Additionally, I’d like to see a little more linkage of the plot description with Maggie’s journey as a character. Your book has a lot of action going on, which is fantastic, but I’d like to know a little more about how it all connects to Maggie. Is this a story about two very different sisters learning how to work together, for example? Even if the focus is on the external plot, I’d like to know a little more about what the stakes are for Maggie. Why is it important for her to embark on this adventure? Why does she continue? Saving one’s sibling is a big motivation, but it would be even better to know more about their relationship so that we know why Maggie HAS to save Grace.]
“Maggie O’Connor! Get down from there this minute! You’ll break your neck!” [Normally the conventional wisdom is to not start with dialogue, but I think this works because it’s interesting and powerfully introduces the character.]
Maggie teetered on the edge of the roof pretending not to hear, even though her mother’s voice could have shattered glass. [You’re definitely giving us a powerful picture of this character already.] She had fantasized about this moment ever since yesterday’s phone call. I’ll be there, the low, silky voice had murmured as Maggie listened on the other end. It would be a dazzling spectacle, with just the right amount of fanfare—perfect for her special guest. [Okay, so we have a mysterious guest coming! While this is definitely intriguing, I’d like to know a little more. Knowing who this guest is would give more context to the scene. Why is Maggie so excited to see this person? Why does she want to impress them? I know this may seem like giving away the surprise, but being more clear about the stakes can create more tension, not less. If we the reader understand why the situation matters to the character, we’re more invested in watching the events unfold. Trying to figure it out is a little confusing and takes us out of the story. Also, after having read your query I think that knowing more about the mysterious visitor will hint that this is a fantasy. It’s usually best to show that there are fantastical elements as early as you can.]
Maggie looked down at her feet and wished she had worn something besides flipflops for the occasion.

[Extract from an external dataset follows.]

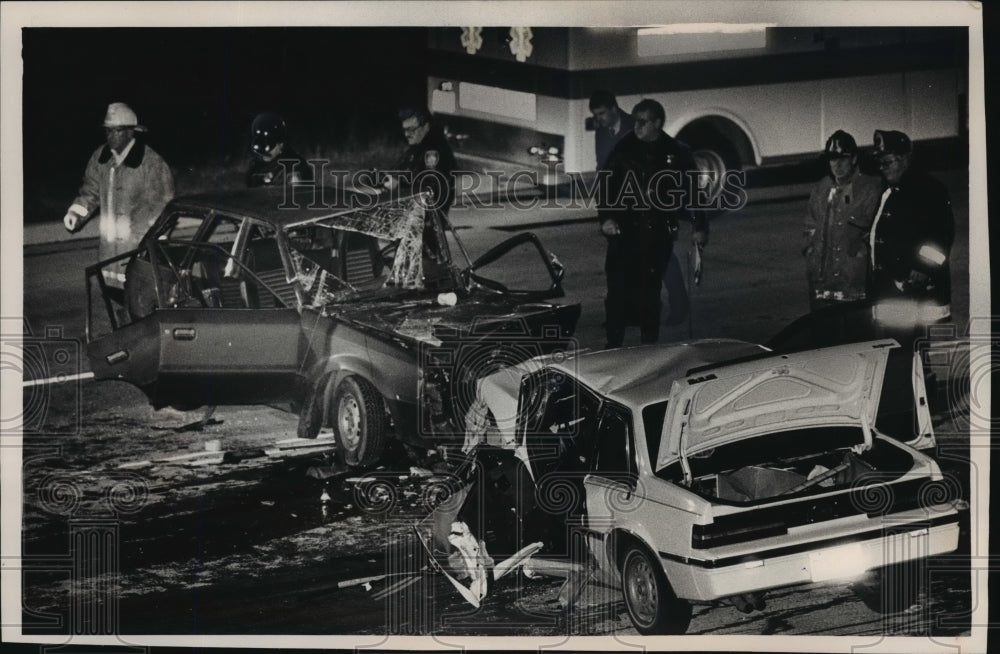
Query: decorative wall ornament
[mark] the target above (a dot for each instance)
(472, 39)
(520, 42)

Broken toes from a jump this high were practically a given, but it was summer. Maggie wouldn’t have to wear real shoes for months. She hated shoes, anyway.
“Maggie—I mean it! Get down before I call the fire department.”
Maggie giggled. The fire department. If only. Fire trucks rescued cats in trees. Not girls dangling off roofs scaring their mothers half to death. She wished for once her mother wouldn’t make such a ruckus about personal safety. It spoiled everything. Maggie was convinced that the personal safety gene was like a computer virus—a glitch embedded in the adult human hard drive, designed to wipe out joyful impulses in twelve-year-olds. When the time came, hopefully with the entire family watching in horror, she would step onto the tree branch, and leap!
[You’re definitely showing us a unique and memorable character, which is so important for middle grade. Great job! However, I still find myself wanting more context. Obviously Maggie is a daredevil with little regard to personal safety, but you seem to be hinting that there’s some bigger reason for her risk-taking. Jumping off the roof in your flip-flops to impress someone is actually very different than doing it for kicks—although, of course, multiple motivations can be at work. I think that if we have more grounding in the situation, we can relate to the character even more and root for her.
I really like that you’ve begun with an interesting, evocative scene. When you do this kind of opening, however, you have to do extra work to show the reader why it matters.]